I believe this post gets the Boring tag. Someday soon I will be updating Goodreads with all the books that I’ve read in November — a list that includes the entire Finishing School series by Gail Carriger, the entire Paladin’s Legacy series by Elizabeth Moon, and alas, some other library books that I already don’t remember. Drat. Yeah, Overdrive was both a good and a bad discovery for me. But if I don’t reach 50,000 words (not that I’m giving up — I’ve got 38 hours left!), I sure will have read a lot of books — at least 15 in November, not counting the ones that I didn’t write down, so probably closer to 20. Maybe I should have called it National Novel Reading Month instead of Writing Month? That would have worked better for me.

Gah, I should not have wasted the past twenty minutes on Goodreads. No time for reviewing books! On to writing. And still thinking positive — I can do this, really I can! Desire and determination, that’s all we need, right?

Edited to add: I went looking for the narrative something-or-other post and it’s called narrative summary. My post was nothing special, except for the link to Patricia Wrede’s site where she usefully explains different aspects of the technique. It’s worth a read.

Three more days

28 Saturday Nov 2015

Posted by wyndes in NaNo

≈ 4 Comments

Approximately 15,000 more words.

Likelihood of success: low.

But not zero! I’ve had three very low word count days in a row, so maybe they can be followed by three very high word count days. It’s a goal, anyway. Yesterday I really intended to write, but I spent the morning working on formatting A Lonely Magic for print and in the afternoon, I was seriously tired. Not because formatting is so difficult, although it is a job for a perfectionist, but because Thanksgiving really does take a lot. It’s not the cooking that’s the problem, although my gravy took an awful lot of stirring, but when you’re feeding eleven people in a house where usually a big meal involves three people, there are a host of other chores.
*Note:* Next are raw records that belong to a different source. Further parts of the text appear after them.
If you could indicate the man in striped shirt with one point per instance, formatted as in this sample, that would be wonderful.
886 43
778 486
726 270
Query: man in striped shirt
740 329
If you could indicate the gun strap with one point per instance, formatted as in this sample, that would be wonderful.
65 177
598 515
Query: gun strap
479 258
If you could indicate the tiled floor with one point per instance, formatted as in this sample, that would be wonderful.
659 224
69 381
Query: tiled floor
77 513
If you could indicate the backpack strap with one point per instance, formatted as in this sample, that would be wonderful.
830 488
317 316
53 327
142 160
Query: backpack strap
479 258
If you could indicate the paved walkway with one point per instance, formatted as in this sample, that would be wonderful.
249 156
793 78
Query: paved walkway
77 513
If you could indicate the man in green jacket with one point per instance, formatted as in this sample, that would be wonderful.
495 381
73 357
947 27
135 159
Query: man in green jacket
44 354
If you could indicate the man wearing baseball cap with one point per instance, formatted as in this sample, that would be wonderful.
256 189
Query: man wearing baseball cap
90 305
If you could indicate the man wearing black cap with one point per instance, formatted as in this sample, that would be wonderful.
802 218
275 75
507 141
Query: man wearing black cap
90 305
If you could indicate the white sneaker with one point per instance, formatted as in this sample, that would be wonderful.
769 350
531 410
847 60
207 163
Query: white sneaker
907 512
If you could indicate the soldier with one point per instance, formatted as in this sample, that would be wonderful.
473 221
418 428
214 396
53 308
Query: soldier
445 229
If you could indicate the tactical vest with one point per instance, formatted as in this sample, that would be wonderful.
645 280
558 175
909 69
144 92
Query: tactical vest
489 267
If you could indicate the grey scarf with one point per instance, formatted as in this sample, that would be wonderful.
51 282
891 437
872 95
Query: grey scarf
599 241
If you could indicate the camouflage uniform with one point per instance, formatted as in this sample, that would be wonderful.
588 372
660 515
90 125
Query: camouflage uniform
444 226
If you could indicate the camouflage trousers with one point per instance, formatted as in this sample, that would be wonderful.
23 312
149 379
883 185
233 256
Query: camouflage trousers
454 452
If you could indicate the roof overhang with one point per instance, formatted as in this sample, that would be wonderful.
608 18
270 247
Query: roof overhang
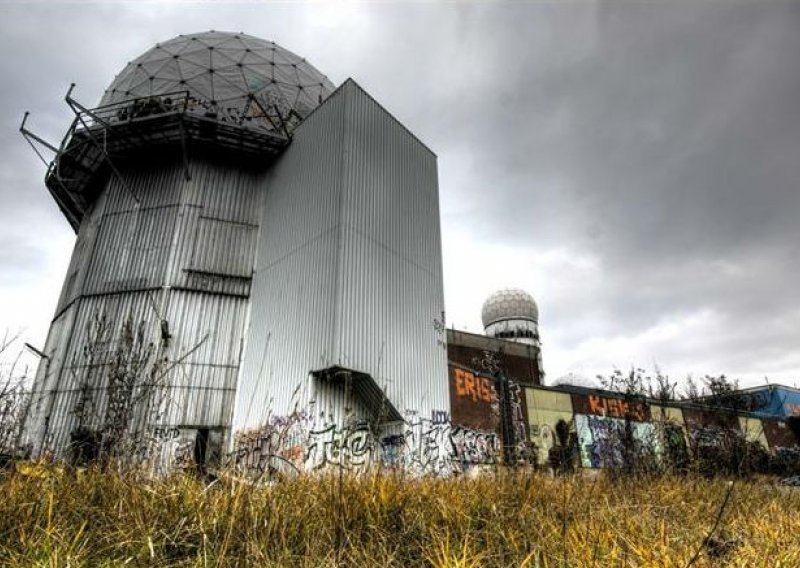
365 387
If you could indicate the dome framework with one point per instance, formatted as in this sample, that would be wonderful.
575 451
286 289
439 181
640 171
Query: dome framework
232 92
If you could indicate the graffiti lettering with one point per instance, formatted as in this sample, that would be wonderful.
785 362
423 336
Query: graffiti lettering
468 385
440 417
616 408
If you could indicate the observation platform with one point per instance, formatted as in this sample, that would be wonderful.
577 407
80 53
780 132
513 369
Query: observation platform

Like moving furniture around, setting up tables, dragging chairs in from the garage, getting the step stool out about a hundred dozen times to retrieve the good china from the top shelves, and then the serving dishes, and then the trivets, and then the search for the serving platters… I even ironed the tablecloths because they really, really needed it. When I think, oh, it’s just cooking a turkey, sure, that’s no big deal, but in fact, there’s a lot of movement and carrying involved with setting up a big meal.

So yesterday I was tired and today, to be honest, I’m still tired. I would happily have another day of zoning, maybe even some television watching. But instead I am going to write, because I think I could still finish NaNo. Not the real thing, of course, but the 50,000 words of one form or another.

In other blog post news… nope, got nothing. I posted the new cover of ALM yesterday and couldn’t figure out a way to ask if people saw Fen’s face without, you know, actually asking and making it obvious, so I am left to wonder how many people missed it. But I feel like ALM and everything around it needs to become for me a thing that I can love so much that no one else’s reaction matters.

That’s an aspirational position, of course — I’m a hard-core people pleaser, so I want other people to love the things I love — but it’s good for me. It’s… hmm, I can feel myself wandering into one of those deep psychological self-analysis moments, tied to middle school and moving a lot, managing friendships, and so on, but I’m going to resist the temptation because it’s not getting the writing done that I want to get done. If I’m not writing Grace, I should be setting up Christmas lights while a super-tall person is available to help me with them. Well, a super-tall person and also a handy spotter for roof-climbing purposes. I don’t mind going on the roof, but I like to know that someone’s there to call 911 should I fall and break my neck. Or really any bones. Doesn’t have to be the neck.

Right, back to Grace. Many words to be written today, so off I go to write them. If you’re a fellow NaNo’er, also not finished, good luck today. Write lots!